A Matrix Times a Vector
Here is the operation everything has been building towards. A matrix
multiplies a vector to produce a new vector. The mechanical rule is "rows dot
the vector":
\begin{bmatrix} a & b \\ c & d \end{bmatrix} \begin{bmatrix} x \\ y \end{bmatrix} = \begin{bmatrix} ax + by \\ cx + dy \end{bmatrix}.
That works, but it hides the meaning. The real story is this: the output is a
linear combination of
the matrix's columns, weighted by the entries of the vector:
A\vec{x} = x\begin{bmatrix} a \\ c \end{bmatrix} + y\begin{bmatrix} b \\ d \end{bmatrix}.
Columns, weighted by the vector
The two faint arrows are the columns of A. The sliders are the
entries x and y of the input vector — the
weights. The bold arrow is the output A\vec{x}: column one
scaled by x, plus column two scaled by y.
This single idea — "a matrix mixes its columns" — is the one to carry into everything ahead.

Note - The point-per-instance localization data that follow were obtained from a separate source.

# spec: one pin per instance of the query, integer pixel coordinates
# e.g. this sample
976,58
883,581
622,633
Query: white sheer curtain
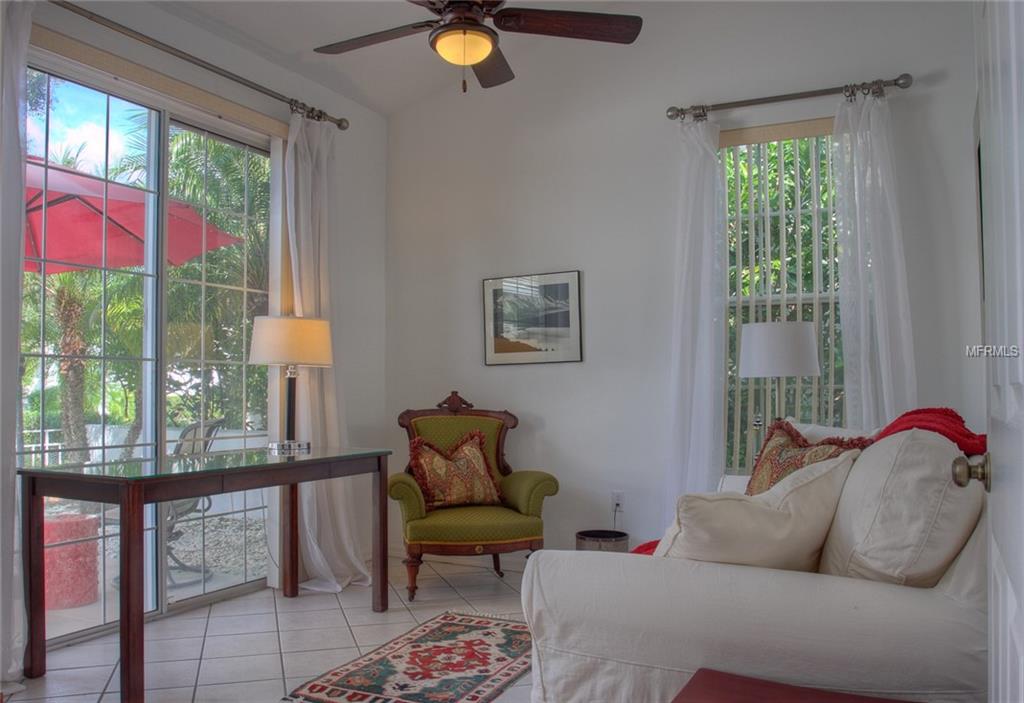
328,532
875,309
697,378
15,24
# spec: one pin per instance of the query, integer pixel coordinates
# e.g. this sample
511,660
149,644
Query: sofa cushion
900,518
782,528
785,450
816,433
482,524
459,477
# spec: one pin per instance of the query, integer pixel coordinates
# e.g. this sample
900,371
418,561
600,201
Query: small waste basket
602,540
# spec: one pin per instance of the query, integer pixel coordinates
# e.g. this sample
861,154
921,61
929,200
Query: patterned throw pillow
461,477
785,450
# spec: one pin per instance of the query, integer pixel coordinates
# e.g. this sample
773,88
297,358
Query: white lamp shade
778,349
291,341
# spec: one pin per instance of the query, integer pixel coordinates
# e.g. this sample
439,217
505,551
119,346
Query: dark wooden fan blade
377,38
494,70
621,29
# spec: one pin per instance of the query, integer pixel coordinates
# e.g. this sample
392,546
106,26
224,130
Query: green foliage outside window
782,264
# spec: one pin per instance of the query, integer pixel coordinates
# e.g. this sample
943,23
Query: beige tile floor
256,648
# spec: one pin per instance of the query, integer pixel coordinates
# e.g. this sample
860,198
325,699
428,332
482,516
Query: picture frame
532,318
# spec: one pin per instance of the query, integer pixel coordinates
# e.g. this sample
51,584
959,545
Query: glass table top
214,462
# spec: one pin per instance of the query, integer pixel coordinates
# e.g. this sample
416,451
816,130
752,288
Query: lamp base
289,447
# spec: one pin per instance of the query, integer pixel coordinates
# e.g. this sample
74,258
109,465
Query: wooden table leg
35,578
380,536
290,525
132,594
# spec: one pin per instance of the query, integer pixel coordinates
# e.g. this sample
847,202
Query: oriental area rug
454,658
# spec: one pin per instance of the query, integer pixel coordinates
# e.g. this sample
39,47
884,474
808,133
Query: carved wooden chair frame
455,405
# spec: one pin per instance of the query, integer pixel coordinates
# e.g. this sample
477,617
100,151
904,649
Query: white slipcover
613,627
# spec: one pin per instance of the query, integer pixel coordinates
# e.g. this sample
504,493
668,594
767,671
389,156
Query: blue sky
78,118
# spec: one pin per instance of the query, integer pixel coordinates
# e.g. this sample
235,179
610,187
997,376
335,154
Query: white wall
358,209
573,166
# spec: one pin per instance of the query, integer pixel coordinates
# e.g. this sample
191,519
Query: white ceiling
386,78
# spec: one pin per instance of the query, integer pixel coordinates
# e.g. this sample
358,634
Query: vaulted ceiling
385,78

Why this is the whole game
Reading A\vec{x} as "weighted columns" explains why matrices are the
language of so much. A
neuron
computes exactly a row dotted with its inputs; a whole
layer
is one matrix–vector product. And in the next stage we'll see
A\vec{x} as a transformation — a matrix is a verb
that moves every vector at once.